The set of bindings in effect when evaluating a particular instruction is called its “environment”. For a block, we therefore need to distinguish between two such “environments”.
The bindings in effect at the point we’re creating the “block value” (or “block
object” if you want) is its “definition environment”. This “block value”
refers to the Block type value we’re placing on the stack and therefore
the “definition environment” is the environment in effect when we’re creating
this Block type value.
The bindings in effect at the point we’re invoking the block is called its
“evaluation environment”. This is the environment in effect when we
evaluate distance do. The problem we currently have is that we’re not
distinguishing between these two environments. More specifically, we’re letting
the evaluation environment affect the inside of the block where the definition
environment is the one that’s supposed to be in effect. This is because the
definition environment is what lends meaning to the value of the symbols used
within the block and we don’t want the evaluation environment to be responsible
for that.
Note
Think about why it is the definition environment that lends meaning to the inside of a block. What consequences does it have when building large programs as a collection of small pieces of functionality?

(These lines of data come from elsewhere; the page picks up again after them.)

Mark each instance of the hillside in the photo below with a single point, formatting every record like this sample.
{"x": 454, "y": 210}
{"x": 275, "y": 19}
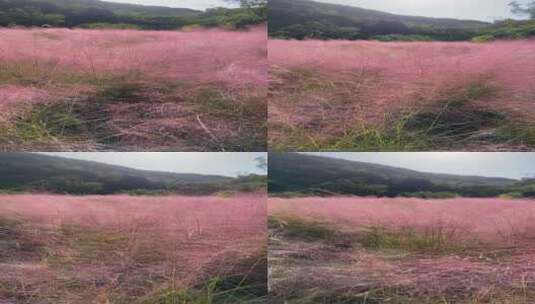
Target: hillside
{"x": 37, "y": 172}
{"x": 290, "y": 172}
{"x": 309, "y": 19}
{"x": 98, "y": 14}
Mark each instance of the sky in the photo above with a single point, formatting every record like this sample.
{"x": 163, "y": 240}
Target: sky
{"x": 485, "y": 10}
{"x": 217, "y": 163}
{"x": 193, "y": 4}
{"x": 510, "y": 165}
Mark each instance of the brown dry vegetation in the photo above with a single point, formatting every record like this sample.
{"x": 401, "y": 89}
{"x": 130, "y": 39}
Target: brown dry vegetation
{"x": 315, "y": 258}
{"x": 121, "y": 249}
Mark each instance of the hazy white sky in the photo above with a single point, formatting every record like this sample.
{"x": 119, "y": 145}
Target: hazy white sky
{"x": 193, "y": 4}
{"x": 229, "y": 164}
{"x": 487, "y": 10}
{"x": 510, "y": 165}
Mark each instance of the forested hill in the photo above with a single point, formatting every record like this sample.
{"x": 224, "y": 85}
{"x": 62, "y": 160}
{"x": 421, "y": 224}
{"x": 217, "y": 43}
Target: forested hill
{"x": 309, "y": 174}
{"x": 307, "y": 19}
{"x": 22, "y": 172}
{"x": 97, "y": 14}
{"x": 302, "y": 18}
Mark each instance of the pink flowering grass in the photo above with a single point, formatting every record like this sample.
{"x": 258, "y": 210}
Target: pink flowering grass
{"x": 201, "y": 90}
{"x": 405, "y": 250}
{"x": 124, "y": 249}
{"x": 326, "y": 90}
{"x": 238, "y": 58}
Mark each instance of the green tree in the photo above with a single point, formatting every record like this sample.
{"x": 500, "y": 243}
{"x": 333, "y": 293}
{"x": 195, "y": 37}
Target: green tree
{"x": 523, "y": 9}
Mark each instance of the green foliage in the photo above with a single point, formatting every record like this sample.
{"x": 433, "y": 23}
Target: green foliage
{"x": 431, "y": 195}
{"x": 398, "y": 37}
{"x": 293, "y": 174}
{"x": 99, "y": 14}
{"x": 436, "y": 240}
{"x": 23, "y": 172}
{"x": 483, "y": 38}
{"x": 303, "y": 229}
{"x": 302, "y": 19}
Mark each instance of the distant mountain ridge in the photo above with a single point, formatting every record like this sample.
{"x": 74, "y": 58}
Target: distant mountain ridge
{"x": 102, "y": 14}
{"x": 293, "y": 172}
{"x": 305, "y": 18}
{"x": 28, "y": 171}
{"x": 52, "y": 6}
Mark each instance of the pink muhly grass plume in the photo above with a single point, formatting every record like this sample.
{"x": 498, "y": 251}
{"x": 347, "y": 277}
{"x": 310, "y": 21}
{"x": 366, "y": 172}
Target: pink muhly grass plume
{"x": 203, "y": 228}
{"x": 232, "y": 57}
{"x": 491, "y": 219}
{"x": 405, "y": 71}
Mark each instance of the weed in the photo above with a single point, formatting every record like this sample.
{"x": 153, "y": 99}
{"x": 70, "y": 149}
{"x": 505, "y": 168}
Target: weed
{"x": 306, "y": 230}
{"x": 434, "y": 240}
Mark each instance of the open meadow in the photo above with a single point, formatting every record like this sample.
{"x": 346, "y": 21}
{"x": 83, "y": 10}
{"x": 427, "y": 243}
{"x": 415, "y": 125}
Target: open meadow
{"x": 128, "y": 249}
{"x": 401, "y": 250}
{"x": 400, "y": 96}
{"x": 130, "y": 90}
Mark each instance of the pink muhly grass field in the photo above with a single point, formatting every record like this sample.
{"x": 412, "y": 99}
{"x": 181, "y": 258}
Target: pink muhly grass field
{"x": 199, "y": 55}
{"x": 494, "y": 261}
{"x": 410, "y": 71}
{"x": 172, "y": 241}
{"x": 491, "y": 219}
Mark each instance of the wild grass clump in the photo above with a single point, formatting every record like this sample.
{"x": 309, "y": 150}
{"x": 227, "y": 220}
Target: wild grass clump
{"x": 443, "y": 124}
{"x": 307, "y": 230}
{"x": 430, "y": 240}
{"x": 418, "y": 96}
{"x": 133, "y": 91}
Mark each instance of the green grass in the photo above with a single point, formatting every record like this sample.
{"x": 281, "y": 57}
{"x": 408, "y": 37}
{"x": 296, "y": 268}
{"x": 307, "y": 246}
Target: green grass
{"x": 434, "y": 240}
{"x": 307, "y": 230}
{"x": 398, "y": 295}
{"x": 452, "y": 123}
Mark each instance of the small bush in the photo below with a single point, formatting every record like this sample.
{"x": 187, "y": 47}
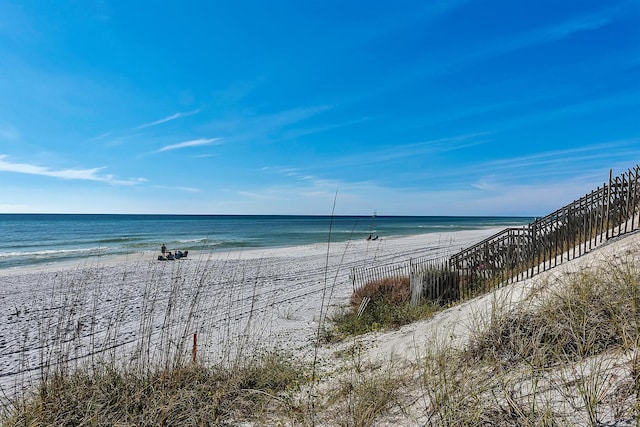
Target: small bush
{"x": 388, "y": 307}
{"x": 394, "y": 290}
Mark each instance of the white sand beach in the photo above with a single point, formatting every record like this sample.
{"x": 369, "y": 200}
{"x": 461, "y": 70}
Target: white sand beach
{"x": 79, "y": 312}
{"x": 135, "y": 308}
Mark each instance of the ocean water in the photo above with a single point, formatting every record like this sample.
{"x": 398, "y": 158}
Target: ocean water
{"x": 32, "y": 239}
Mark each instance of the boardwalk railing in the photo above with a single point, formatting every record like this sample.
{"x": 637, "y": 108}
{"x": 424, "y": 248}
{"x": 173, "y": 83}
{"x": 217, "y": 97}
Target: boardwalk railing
{"x": 518, "y": 253}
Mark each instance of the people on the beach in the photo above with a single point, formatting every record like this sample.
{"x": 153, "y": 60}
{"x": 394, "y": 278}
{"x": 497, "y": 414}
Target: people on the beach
{"x": 170, "y": 256}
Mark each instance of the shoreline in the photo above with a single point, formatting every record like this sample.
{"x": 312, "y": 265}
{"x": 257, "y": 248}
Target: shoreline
{"x": 275, "y": 297}
{"x": 241, "y": 252}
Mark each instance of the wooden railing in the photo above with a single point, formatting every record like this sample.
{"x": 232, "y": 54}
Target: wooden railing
{"x": 518, "y": 253}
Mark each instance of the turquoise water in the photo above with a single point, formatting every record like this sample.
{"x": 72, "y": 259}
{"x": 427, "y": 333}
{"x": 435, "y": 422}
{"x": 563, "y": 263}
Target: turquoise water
{"x": 31, "y": 239}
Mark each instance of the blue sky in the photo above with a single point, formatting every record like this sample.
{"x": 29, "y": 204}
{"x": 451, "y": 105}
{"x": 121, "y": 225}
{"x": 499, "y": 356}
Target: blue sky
{"x": 278, "y": 107}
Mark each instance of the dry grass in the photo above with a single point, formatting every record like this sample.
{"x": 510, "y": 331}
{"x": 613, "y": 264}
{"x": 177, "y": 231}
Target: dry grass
{"x": 396, "y": 290}
{"x": 566, "y": 356}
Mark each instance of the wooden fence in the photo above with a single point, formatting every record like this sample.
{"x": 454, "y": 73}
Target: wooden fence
{"x": 517, "y": 253}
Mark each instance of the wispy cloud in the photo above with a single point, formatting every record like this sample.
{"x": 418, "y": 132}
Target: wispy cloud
{"x": 167, "y": 119}
{"x": 192, "y": 143}
{"x": 91, "y": 174}
{"x": 177, "y": 188}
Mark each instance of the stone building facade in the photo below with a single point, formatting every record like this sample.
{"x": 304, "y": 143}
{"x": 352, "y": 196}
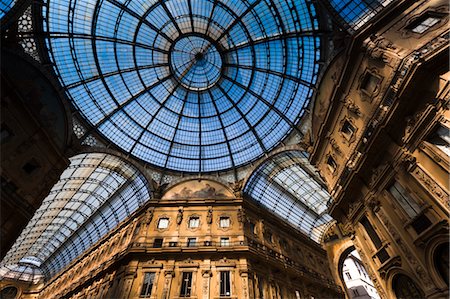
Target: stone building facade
{"x": 199, "y": 240}
{"x": 380, "y": 140}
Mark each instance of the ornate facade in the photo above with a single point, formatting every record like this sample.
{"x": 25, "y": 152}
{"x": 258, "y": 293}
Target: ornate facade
{"x": 224, "y": 149}
{"x": 198, "y": 240}
{"x": 380, "y": 140}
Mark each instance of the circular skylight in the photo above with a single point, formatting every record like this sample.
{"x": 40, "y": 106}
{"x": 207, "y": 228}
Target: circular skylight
{"x": 190, "y": 85}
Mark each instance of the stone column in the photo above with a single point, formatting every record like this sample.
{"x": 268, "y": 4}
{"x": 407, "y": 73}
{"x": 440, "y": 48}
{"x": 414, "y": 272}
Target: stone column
{"x": 244, "y": 282}
{"x": 168, "y": 275}
{"x": 206, "y": 280}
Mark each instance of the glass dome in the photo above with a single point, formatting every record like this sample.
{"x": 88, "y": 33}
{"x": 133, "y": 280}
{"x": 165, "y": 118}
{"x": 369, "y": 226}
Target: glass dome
{"x": 188, "y": 85}
{"x": 5, "y": 6}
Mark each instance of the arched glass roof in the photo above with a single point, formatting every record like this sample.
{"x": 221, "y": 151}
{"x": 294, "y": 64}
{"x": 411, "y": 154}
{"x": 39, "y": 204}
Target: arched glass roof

As with many problems, identifying the problem is the major part of fixing it. In this case, because we only have one notion of environment, we need to store away the definition environment along with the block when we’re creating it, so that we can refer to it later at evaluation time.
(struct Block (program definition-time-bindings))
(define (process-instruction instr state)
(match state
[(State stack bindings)
(cond
; <common-operators>
; ...
; </common-operators>
; A "block" compound instruction is given like (block dup + sqrt)
[(and (list? instr)
(not (empty? instr))
(equal? (first instr) 'block))
(State (push (Block (rest instr) bindings) stack) bindings)]
; ^---- Note that we added this
; to store the definition time
; bindings when we're making the block.
; A "do" instruction will pop a Block value off the top of the
; stack and "run" it.
[(equal? instr 'do)
(match (top stack)
[(Block program definition-time-bindings)
; ^---- Now we pick up what we stored away
; at definition time.
; <<<---->>>>
; We've modified this expression to consider only the stack
; as part of the result state of executing a block. We discard
; the bindings it produces and retain the original
; definition-time-bindings that were captured when the block
; was created.
(State (State-stack (stack-machine program
(State (pop stack) definition-time-bindings)))
; ^---- Note this.
bindings)]
; ^------------ These bindings are unaffected by what happens
; when running the block.
[_ (raise-argument-error 'process-instruction
"Block value on stack"
stack)])]
; ...
; THE REST OF (def <symbol>) and (symbol? x) etc.
; ...
[#t
(raise-argument-error 'process-instruction "Valid instruction" instr)])]))
With this, we’ve dealt the final blow to dynamic scoping in our interpreter.
Our interpreter now properly implements “lexical scoping” – i.e. the
meaning of a particular symbol used is taken to be available in the region of
program text where it’s used. That’s an informal way of saying it though. We
usually imply that there is some region of code (usually delimited by some form
of brackets or pair of keywords like begin and end) which is the
intended “region of program text”.
Exercise
While we’ve “fixed” dynamic scoping, think about whether we’ve lost any useful ability along the way.
Exercise
Btw we’ve also gained another ability when we implemented proper lexical
scoping in stack-machine. Can you spot it? What possible ways to use
blocks would you try to exhaust some of these possibilities?